Art and transitional justice is an emerging area of scholarship that explores how cultural and artistic projects (public art installations, photography, dance, music theatre, literature, film, memorials) can open up spaces for new political thinking, possibilities and action (Garnsey, 2016). Cultural interventions can contribute to the aims of transitional justice by making victims visible. They can comprise more accessible forms of transitional justice (d’Evie, 2014). In some cases, they may afford victims the spaces in which to share their experiences safely for the first time (de Greiff, 2014). Free of institutional constraints, such intimate spaces can provide a sense of safety for discussions about human rights abuses (Ramírez-Barat, 2014).
Cultural and artistic projects also have the potential to evoke powerful reactions among the audience to the effects of human rights violations on the lives of victims in ways that other forms of communication, such as official truth commission reports, may not (de Greiff, 2014). By using symbols, metaphors, or parables—or by linking individual and personal experiences to collective narratives—cultural and artistic projects can capture public attention, trigger empathy and foster dialogue (Ramírez-Barat, 2014). Such transformations of societal attitudes towards victimisation are critical in affecting transitions (de Greiff, 2014).

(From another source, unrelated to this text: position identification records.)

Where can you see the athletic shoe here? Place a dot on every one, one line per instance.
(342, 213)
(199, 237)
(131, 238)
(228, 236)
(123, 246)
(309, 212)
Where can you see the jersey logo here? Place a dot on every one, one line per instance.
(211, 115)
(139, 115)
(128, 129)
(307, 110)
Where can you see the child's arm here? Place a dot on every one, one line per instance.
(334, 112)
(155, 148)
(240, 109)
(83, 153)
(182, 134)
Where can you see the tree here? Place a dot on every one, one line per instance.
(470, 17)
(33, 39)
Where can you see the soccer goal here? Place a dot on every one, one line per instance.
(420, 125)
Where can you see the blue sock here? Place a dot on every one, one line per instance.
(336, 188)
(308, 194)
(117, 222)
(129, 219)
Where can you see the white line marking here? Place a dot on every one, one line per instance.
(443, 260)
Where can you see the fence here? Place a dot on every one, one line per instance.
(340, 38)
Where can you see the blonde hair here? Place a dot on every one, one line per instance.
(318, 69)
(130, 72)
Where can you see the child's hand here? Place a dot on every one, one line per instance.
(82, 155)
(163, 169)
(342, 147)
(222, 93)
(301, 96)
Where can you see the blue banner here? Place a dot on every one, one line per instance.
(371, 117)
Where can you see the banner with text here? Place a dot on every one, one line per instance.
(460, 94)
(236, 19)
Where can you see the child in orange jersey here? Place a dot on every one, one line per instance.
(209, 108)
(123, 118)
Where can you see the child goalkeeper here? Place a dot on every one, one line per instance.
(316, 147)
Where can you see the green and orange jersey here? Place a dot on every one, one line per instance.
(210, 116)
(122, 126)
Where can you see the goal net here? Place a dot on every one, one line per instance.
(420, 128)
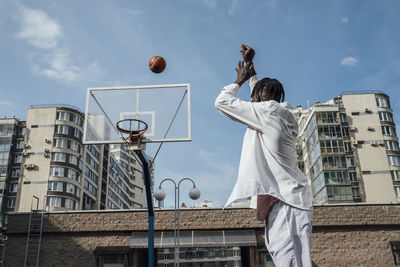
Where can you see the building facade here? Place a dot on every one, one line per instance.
(348, 149)
(12, 132)
(50, 168)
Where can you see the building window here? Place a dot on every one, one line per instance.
(394, 160)
(356, 192)
(11, 202)
(385, 116)
(55, 186)
(57, 156)
(76, 147)
(54, 201)
(77, 133)
(74, 175)
(388, 130)
(20, 144)
(73, 160)
(211, 253)
(395, 175)
(61, 129)
(57, 171)
(391, 145)
(5, 143)
(63, 116)
(15, 173)
(70, 188)
(17, 158)
(397, 191)
(382, 102)
(77, 119)
(350, 162)
(327, 117)
(353, 177)
(89, 187)
(13, 188)
(58, 142)
(343, 117)
(70, 204)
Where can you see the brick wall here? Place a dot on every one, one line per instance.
(343, 235)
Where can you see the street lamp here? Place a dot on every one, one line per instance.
(194, 194)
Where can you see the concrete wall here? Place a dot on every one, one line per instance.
(343, 235)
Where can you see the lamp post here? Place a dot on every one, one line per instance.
(194, 194)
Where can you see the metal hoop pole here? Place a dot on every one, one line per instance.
(194, 185)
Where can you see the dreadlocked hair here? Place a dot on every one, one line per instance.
(268, 89)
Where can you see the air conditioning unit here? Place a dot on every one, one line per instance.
(30, 166)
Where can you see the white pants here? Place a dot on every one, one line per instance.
(288, 235)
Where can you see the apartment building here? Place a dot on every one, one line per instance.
(348, 149)
(12, 133)
(49, 167)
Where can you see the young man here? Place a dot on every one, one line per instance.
(268, 168)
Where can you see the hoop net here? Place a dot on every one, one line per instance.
(132, 131)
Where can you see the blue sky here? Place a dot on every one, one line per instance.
(53, 50)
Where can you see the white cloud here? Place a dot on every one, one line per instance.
(134, 11)
(233, 7)
(349, 61)
(38, 29)
(58, 66)
(56, 62)
(6, 103)
(212, 4)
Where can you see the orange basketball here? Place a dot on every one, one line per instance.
(157, 64)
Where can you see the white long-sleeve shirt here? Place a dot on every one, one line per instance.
(268, 163)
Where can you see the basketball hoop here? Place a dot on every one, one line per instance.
(135, 131)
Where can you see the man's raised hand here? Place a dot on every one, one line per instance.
(243, 72)
(248, 53)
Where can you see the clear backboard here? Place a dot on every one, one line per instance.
(164, 108)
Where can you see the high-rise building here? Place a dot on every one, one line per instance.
(49, 167)
(12, 133)
(349, 150)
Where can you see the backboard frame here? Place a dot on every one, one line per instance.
(144, 87)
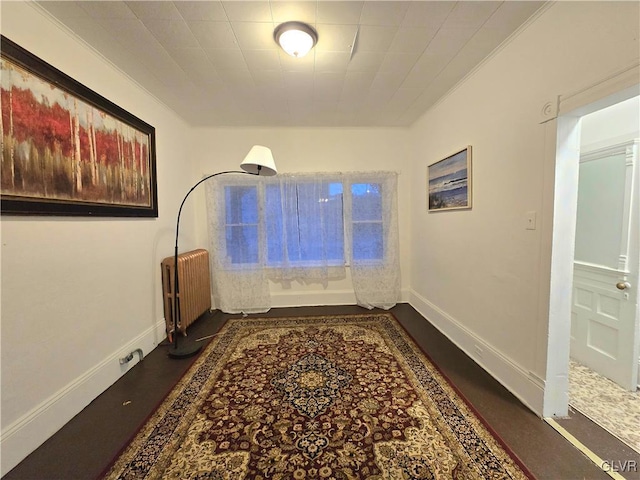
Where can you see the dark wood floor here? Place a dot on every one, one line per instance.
(83, 447)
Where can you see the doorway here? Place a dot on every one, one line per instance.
(603, 371)
(562, 146)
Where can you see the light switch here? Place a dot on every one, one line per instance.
(531, 221)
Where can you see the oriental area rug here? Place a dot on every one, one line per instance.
(323, 397)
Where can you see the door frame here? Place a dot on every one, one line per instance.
(562, 156)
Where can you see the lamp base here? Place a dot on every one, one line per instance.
(183, 351)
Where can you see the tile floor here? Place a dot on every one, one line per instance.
(605, 403)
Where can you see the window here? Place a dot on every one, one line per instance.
(241, 223)
(366, 214)
(304, 222)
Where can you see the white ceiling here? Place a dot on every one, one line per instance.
(216, 64)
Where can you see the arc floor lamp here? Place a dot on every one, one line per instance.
(259, 161)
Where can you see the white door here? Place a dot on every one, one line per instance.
(605, 334)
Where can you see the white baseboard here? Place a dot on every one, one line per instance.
(319, 297)
(525, 385)
(32, 429)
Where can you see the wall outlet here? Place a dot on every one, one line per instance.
(530, 220)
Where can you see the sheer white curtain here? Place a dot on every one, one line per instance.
(302, 227)
(305, 234)
(238, 274)
(371, 217)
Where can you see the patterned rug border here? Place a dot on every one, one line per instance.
(468, 403)
(197, 361)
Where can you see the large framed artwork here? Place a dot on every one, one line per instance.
(449, 182)
(66, 150)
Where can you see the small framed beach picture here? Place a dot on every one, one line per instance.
(449, 182)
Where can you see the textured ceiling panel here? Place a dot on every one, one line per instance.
(215, 63)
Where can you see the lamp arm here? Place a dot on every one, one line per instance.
(175, 254)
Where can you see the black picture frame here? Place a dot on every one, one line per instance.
(449, 182)
(67, 150)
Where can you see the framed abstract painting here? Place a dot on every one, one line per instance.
(66, 150)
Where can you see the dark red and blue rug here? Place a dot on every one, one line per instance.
(323, 397)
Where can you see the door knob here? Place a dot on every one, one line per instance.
(623, 285)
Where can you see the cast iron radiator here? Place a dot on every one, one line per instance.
(194, 297)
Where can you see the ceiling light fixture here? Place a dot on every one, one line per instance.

In Afghanistan, participatory theatre oriented around transitional justice has opened up spaces for communities, particularly victims, to share their stories and construct collective meanings. This space has been particularly important given the absence of transitional justice measures in the Afghan context. Approximately 80 percent of the initial theatre participants were women (Siddiqui & Joffre-Eichhorn, 2014). Efforts were made to include participants in as many aspects of workshop preparation as possible and to give them control over the process. The theatre productions have enabled memory and truth-seeking, in different forms than other transitional justice mechanisms. Participants can present their stories simultaneously, enabling multiple narratives to be heard. While theatre provides the spaces to express feelings of fear, anger, pain and suffering, there are risks that re-enacting such narratives could be traumatic for participants.
Cultural and artistic interventions can also amplify the work of other transitional justice mechanisms. REwind, for example, was an art installation created to commemorate the 10th anniversary of the South African TRC. Testimonies from the Commission were depicted in the installation through the use of seven screens and music, drawing on emotive sounds and symbols. Viewers were encouraged to physically engage with the artwork through seeing and hearing it. The individual narratives were activated to take on collective significance (Garnsey, 2016). The exhibit raised questions, however, as to the implications of selecting certain testimonies and not others, and reinterpreting and performing other people’s stories (Garnsey, 2016).
Art projects have also been created specifically for diaspora communities. In Toronto, for example, organisers of a non-state memorialising project, Fragments, invited members of diasporas to submit artefacts that represented their personal narratives, past or contemporary experiences and micro-truths. The outcome was an exhibition that allowed for interaction among diasporas and sharing and acknowledgment of one another’s truths and narratives (d’Evie, 2014). Some diasporas involved submitted objects that symbolised a move beyond victimhood to agency. One survivor of the genocide in Rwanda, for example, submitted a pamphlet for a charitable organisation she founded in Canada to help Rwandan orphans (d’Evie, 2014).
- De Greiff, P. (2014). On making the invisible visible: The role of cultural interventions in transitional justice processes. In C. Ramírez-Barat (Ed.), Transitional justice, culture and society: Beyond outreach (pp. 11–26). New York: ICTJ.
- D’Evie, F. (2014). Dispersed truths and displaced memories: Extraterritorial witnessing and memorializing by diaspora through public art. In P. D. Rush, & O. Simic (Eds.), The arts of transitional justice: Culture, activism, and memory after atrocity (pp. 63–79). New York: Springer.
- Garnsey, E. (2016). Rewinding and unwinding: Art and justice in times of political transition. International Journal for Transitional Justice. Advance online publication.
- Ramírez-Barat, C. (2014). Transitional justice and the public sphere. In C. Ramírez-Barat (Ed.), Transitional justice, culture and society: Beyond outreach (pp. 27–48). New York: ICTJ.
- Siddiqui, N., & Joffre-Eichhorn, H. J. (2014). From tears to energy: Early uses of participatory theatre in Afghanistan. In C. Ramírez-Barat (Ed.), Transitional justice, culture and society: Beyond outreach (pp. 369–96). New York: ICTJ.